The BitCurator PDF Redactor is a desktop application designed to help you effectively remove personally identifiable information from PDF files. It can work on PDFs files individually or many at once. This tool uses natural language parsing to detect named entities, such as people, places, and organizations, in the text of PDF files. It can also detect text patterns that you supply as regular expressions. Original PDFs are left as is, with the newly redacted copies placed in an output folder within the current directory.
NOTE: The BitCurator Redactor redacts PDF text areas completely. It replaces the text characters with empty space and covers the relevant page area with a black rectangle, after which the original text is not recoverable. The program does not necessarily detect or redact PDF file properties that are not shown visually, i.e. authorship information that is captured by PDF producing software.

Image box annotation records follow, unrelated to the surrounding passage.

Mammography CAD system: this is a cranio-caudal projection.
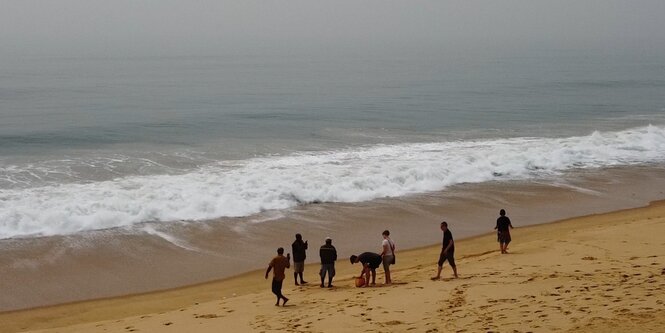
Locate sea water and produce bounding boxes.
[0,50,665,239]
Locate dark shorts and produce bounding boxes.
[439,249,455,267]
[383,254,395,272]
[497,231,510,244]
[272,279,284,297]
[293,261,305,273]
[319,264,335,278]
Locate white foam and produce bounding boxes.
[0,126,665,238]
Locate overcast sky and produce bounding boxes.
[0,0,665,55]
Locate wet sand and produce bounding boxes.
[0,167,665,311]
[5,195,665,333]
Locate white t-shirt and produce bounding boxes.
[381,239,395,256]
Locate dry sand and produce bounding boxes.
[0,198,665,332]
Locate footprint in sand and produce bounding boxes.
[194,313,219,319]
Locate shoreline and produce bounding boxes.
[0,167,665,311]
[0,200,665,332]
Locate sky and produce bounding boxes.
[0,0,665,55]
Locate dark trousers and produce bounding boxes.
[272,279,285,301]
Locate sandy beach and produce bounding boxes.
[5,201,665,332]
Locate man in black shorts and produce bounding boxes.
[494,209,513,254]
[432,221,457,280]
[349,252,383,287]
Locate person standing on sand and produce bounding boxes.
[432,221,457,280]
[291,234,307,286]
[381,230,395,284]
[266,247,291,306]
[494,209,513,254]
[319,237,337,288]
[349,252,383,287]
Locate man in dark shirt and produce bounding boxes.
[349,252,383,287]
[494,209,513,254]
[291,234,307,286]
[319,237,337,288]
[432,221,457,280]
[266,247,291,306]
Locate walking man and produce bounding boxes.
[291,234,307,286]
[494,209,513,254]
[432,221,457,280]
[266,247,291,306]
[381,230,395,284]
[319,237,337,288]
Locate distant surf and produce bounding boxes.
[0,125,665,239]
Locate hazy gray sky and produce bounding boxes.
[0,0,665,55]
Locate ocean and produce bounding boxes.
[0,50,665,239]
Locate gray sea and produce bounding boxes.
[0,49,665,238]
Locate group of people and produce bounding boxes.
[265,209,513,306]
[265,234,337,305]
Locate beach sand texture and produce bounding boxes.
[5,202,665,332]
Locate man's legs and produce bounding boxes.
[432,250,446,280]
[272,279,282,306]
[328,266,335,288]
[272,279,289,305]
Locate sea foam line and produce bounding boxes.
[0,126,665,238]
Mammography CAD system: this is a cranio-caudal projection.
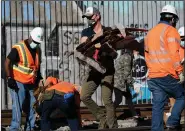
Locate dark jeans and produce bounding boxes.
[114,87,137,116]
[148,75,184,131]
[41,94,79,131]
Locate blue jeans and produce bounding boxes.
[40,94,79,131]
[10,82,35,131]
[147,75,184,131]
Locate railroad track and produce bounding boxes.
[1,104,184,131]
[1,104,165,126]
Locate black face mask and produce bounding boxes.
[88,19,97,27]
[172,22,177,28]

- Start BitCurator VM and then open the terminal.
- At the terminal, clone the project's code repository:
$ git clone https://github.com/bitcurator/bitcurator-redact-pdf.git
- Change to the project directory:
$ cd bitcurator-redact-pdf
- You need to install the Java build tool, Gradle, and the Ghostscript program (with development libraries) which is used to render PDF pages as images:
$ sudo apt-get install gradle ghostscript libgs-dev
- Restart your BitCurator machine using the shutdown menu. This will add the programs you have just installed to the default library path.
- Run the Gradle build to compile and package the software in a single jar file:
$ gradle allJar
- The software is packaged as a single, all inclusive jar file that you can run using Java. See the instructions under "Running the Software" below. The single jar is located at
build/libs/bitcurator-redact-pdf-all-1.0.jar
- You can install this software on other machines by copying the jar file. Java runtime v1.8 or higher and the Ghostscript libraries are both required.

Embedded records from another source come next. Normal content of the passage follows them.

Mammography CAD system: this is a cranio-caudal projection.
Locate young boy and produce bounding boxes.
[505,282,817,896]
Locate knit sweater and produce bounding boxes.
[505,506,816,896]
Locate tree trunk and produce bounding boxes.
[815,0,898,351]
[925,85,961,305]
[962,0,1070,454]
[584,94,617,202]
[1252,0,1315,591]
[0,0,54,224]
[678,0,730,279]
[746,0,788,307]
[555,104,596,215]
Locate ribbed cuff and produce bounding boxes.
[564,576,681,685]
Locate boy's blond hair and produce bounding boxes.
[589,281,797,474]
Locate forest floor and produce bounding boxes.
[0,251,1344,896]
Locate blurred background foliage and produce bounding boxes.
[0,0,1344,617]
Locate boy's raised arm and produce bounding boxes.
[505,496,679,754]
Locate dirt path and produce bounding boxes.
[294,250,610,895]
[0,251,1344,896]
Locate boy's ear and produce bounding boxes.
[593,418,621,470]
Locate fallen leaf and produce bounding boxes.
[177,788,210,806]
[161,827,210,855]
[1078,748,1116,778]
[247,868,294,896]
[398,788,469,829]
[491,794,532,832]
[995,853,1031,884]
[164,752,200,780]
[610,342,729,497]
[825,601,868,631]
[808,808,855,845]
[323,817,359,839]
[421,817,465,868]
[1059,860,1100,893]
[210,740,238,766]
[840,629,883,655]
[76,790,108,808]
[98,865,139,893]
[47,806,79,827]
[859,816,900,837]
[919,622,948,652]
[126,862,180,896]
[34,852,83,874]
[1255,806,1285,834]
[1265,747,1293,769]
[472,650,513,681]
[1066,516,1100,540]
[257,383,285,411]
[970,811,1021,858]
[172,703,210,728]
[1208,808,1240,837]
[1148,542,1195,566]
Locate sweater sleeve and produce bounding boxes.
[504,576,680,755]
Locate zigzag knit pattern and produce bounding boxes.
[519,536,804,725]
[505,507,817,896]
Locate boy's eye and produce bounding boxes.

- Check your version of Java. At least Java 8 (v1.8) is recommended:
$ java -version
- Run Java, using the
-jar
option:$ java -jar bitcurator-redact-pdf-all-1.0.jar
- The natural language parser (Stanford's CoreNLP) tends to use up a lot of memory. You may want to increase the amount of memory available to Java or to your VM to make the program run more efficiently. For instance, you can use the
-mx
option to change the maximum memory allocation for Java. The following java command will allow the program to use up to 3GB of memory:$ java -jar -mx3g -jar bitcurator-redact-pdf-all-1.0.jar
- If you open the Properties dialog for the jar file in the file browser, you can set the executable flag, found under the Permissions tab. This will allow you to run the software in the future by double-clicking on the jar file.
When the BitCurator Redactor program starts, you see a large main windows divided into left and right regions. The left region is a table of your PDF files, which is empty at the start. The right region has two tabs, one for Named Entities and another for other Text Patterns. The table of named entities is empty at the start, while the Text Patterns will show a set of default regular expressions. Along the top of the window is the main menu, showing PDF Files, Entity Recognition, and Text Patterns. These menus let you manipulate the various tables shown in the main window.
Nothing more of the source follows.